Selon Thomas De Fauw, analyste chez Morningstar, l’indice global MSCI Frontier Markets affiche un rendement de 9,5 % sur les quatre derniers mois et de 26,9 % sur les douze mois écoulés. Malgré tout, le premier trimestre de l’année a été marqué par une décollecte de quelque 100 millions d’euros.
À titre de comparaison, l’indice MSCI Emerging Markets, qui reflète les performances des économies émergentes, a gagné respectivement 6,6 % et 35,3 % sur les mêmes périodes. La catégorie des actions internationales des marchés émergents a affiché un afflux de 4,7 milliards d’euros sur les trois premiers mois de 2021.

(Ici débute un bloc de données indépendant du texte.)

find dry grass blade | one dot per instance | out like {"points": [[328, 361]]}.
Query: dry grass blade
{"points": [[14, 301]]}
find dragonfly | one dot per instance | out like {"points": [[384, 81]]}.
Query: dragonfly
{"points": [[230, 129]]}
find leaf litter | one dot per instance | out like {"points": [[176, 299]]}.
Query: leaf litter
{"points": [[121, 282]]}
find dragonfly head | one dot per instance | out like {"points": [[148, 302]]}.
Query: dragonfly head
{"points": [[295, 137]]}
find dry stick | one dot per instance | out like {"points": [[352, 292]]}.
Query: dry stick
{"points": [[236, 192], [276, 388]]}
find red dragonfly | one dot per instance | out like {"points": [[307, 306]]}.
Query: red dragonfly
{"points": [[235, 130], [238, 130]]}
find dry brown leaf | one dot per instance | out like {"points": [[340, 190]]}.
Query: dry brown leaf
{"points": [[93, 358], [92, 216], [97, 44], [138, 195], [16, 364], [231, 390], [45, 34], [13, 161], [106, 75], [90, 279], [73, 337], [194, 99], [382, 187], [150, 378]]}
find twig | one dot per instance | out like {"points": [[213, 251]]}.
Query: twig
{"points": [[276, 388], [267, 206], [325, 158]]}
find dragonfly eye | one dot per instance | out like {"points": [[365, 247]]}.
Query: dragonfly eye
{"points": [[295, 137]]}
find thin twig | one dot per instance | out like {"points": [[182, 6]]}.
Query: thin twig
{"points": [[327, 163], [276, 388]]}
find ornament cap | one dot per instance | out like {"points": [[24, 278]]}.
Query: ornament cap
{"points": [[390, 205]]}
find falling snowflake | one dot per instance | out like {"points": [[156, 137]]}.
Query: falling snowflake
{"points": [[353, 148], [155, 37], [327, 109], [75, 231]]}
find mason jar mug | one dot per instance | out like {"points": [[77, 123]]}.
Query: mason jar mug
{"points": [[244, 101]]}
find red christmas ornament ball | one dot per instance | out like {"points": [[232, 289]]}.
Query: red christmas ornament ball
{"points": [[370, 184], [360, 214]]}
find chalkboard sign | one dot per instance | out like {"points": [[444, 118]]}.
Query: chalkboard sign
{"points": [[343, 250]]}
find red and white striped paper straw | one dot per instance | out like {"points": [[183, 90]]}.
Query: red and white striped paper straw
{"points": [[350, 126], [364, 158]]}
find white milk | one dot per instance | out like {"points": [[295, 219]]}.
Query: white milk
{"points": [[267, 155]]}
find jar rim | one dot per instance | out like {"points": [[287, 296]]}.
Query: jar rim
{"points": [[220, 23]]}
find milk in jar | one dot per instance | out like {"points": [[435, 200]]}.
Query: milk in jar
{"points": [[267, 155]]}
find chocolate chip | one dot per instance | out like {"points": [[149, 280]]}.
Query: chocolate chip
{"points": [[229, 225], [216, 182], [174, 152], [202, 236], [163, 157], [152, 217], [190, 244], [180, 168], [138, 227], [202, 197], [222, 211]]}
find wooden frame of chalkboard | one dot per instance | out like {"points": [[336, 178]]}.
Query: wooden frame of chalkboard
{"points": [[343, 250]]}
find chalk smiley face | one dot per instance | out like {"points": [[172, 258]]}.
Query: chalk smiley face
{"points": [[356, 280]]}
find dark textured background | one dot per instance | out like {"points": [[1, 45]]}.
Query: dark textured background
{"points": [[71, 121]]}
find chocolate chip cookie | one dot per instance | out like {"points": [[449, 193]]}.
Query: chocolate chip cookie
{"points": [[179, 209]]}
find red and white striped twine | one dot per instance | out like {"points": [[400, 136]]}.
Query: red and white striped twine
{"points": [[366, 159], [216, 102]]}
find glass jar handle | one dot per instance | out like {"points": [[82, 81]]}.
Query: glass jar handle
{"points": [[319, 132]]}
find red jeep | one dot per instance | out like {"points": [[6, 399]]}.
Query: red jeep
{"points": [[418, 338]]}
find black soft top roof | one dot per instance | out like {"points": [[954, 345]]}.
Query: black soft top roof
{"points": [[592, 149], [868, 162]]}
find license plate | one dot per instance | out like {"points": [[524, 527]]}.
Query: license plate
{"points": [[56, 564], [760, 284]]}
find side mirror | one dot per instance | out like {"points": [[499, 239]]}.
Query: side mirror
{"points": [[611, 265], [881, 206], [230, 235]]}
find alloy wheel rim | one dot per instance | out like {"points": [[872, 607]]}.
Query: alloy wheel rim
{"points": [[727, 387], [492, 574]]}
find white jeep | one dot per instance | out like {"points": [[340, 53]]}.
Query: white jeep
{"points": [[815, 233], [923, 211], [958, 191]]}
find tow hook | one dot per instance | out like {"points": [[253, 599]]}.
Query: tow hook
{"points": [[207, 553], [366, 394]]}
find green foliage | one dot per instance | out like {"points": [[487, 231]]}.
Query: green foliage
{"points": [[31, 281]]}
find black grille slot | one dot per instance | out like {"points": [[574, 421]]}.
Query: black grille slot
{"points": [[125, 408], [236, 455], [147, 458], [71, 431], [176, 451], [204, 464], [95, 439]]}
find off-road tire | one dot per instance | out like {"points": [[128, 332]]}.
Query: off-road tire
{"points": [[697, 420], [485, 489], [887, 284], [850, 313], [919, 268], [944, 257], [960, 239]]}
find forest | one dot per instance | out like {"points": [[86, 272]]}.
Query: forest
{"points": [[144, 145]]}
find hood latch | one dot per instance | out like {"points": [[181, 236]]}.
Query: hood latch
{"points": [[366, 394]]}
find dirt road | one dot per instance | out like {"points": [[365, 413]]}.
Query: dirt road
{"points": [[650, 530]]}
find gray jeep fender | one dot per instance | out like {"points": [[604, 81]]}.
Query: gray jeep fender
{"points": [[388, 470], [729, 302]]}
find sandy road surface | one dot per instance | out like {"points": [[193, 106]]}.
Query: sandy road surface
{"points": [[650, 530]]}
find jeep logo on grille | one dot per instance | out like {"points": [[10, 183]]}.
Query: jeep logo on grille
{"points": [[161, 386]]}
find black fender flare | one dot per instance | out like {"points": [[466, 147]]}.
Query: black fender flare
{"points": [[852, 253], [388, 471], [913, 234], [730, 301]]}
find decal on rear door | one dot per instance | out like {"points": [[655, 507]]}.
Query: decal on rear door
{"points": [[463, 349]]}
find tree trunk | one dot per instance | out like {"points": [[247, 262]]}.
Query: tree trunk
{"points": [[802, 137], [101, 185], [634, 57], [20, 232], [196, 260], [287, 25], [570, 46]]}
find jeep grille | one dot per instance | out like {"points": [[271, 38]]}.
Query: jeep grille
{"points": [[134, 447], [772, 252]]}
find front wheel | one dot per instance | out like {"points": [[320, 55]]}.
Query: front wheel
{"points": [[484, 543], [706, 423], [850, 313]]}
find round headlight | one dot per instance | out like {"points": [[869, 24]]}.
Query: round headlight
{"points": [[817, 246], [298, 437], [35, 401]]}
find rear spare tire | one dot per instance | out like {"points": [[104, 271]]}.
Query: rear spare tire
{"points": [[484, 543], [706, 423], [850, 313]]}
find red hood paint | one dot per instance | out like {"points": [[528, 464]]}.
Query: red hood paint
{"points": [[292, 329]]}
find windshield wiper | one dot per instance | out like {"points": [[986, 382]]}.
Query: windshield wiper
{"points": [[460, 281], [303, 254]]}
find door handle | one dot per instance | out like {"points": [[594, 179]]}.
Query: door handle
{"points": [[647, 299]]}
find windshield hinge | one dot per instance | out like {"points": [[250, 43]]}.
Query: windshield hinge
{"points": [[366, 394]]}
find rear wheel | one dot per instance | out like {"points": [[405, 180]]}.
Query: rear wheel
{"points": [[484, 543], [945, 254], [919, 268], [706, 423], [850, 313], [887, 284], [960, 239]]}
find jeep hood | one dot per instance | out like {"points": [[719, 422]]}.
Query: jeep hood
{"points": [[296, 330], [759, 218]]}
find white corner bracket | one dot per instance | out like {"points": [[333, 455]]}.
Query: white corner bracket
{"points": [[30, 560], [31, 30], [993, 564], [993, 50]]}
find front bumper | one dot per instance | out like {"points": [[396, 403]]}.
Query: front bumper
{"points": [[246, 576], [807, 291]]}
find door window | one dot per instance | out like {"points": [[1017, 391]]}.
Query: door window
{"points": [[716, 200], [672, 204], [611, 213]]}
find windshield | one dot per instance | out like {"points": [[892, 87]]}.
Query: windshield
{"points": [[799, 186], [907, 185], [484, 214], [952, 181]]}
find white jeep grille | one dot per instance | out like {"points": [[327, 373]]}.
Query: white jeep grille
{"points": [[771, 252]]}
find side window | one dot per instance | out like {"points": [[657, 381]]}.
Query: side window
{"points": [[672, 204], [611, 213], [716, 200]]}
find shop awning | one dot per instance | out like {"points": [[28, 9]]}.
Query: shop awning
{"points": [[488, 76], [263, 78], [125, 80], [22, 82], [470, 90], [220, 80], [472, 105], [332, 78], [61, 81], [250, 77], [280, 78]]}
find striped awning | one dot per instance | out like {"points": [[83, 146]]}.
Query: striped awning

Le MSCI Frontier Markets s’est distingué par un rendement annuel de 6,4 % sur la décennie écoulée, soit légèrement mieux que les 5,8 % de l’indice MSCI Emerging Markets en euros.
Comme toujours, les disparités géographiques sont importantes. Le Kazakhstan (+83,5 %), le Vietnam (+48,1 %) et la Roumanie (+42,1 %) ont fait bien mieux que le Maroc (+27,3 %) et le Kenya (+18,9 %) sur les douze mois écoulés. Ces cinq pays affichent actuellement les plus fortes pondérations du MSCI Frontier Markets.
Koweït
La situation du Koweït interpelle : plus importante pondération de l’indice lors de notre dernier top 5 consacré au sujet, en septembre 2020, il a désormais disparu de ce dernier. Il y a toutefois une explication : le pays pétrolier est désormais considéré comme un marché émergent par le promoteur de l’indice.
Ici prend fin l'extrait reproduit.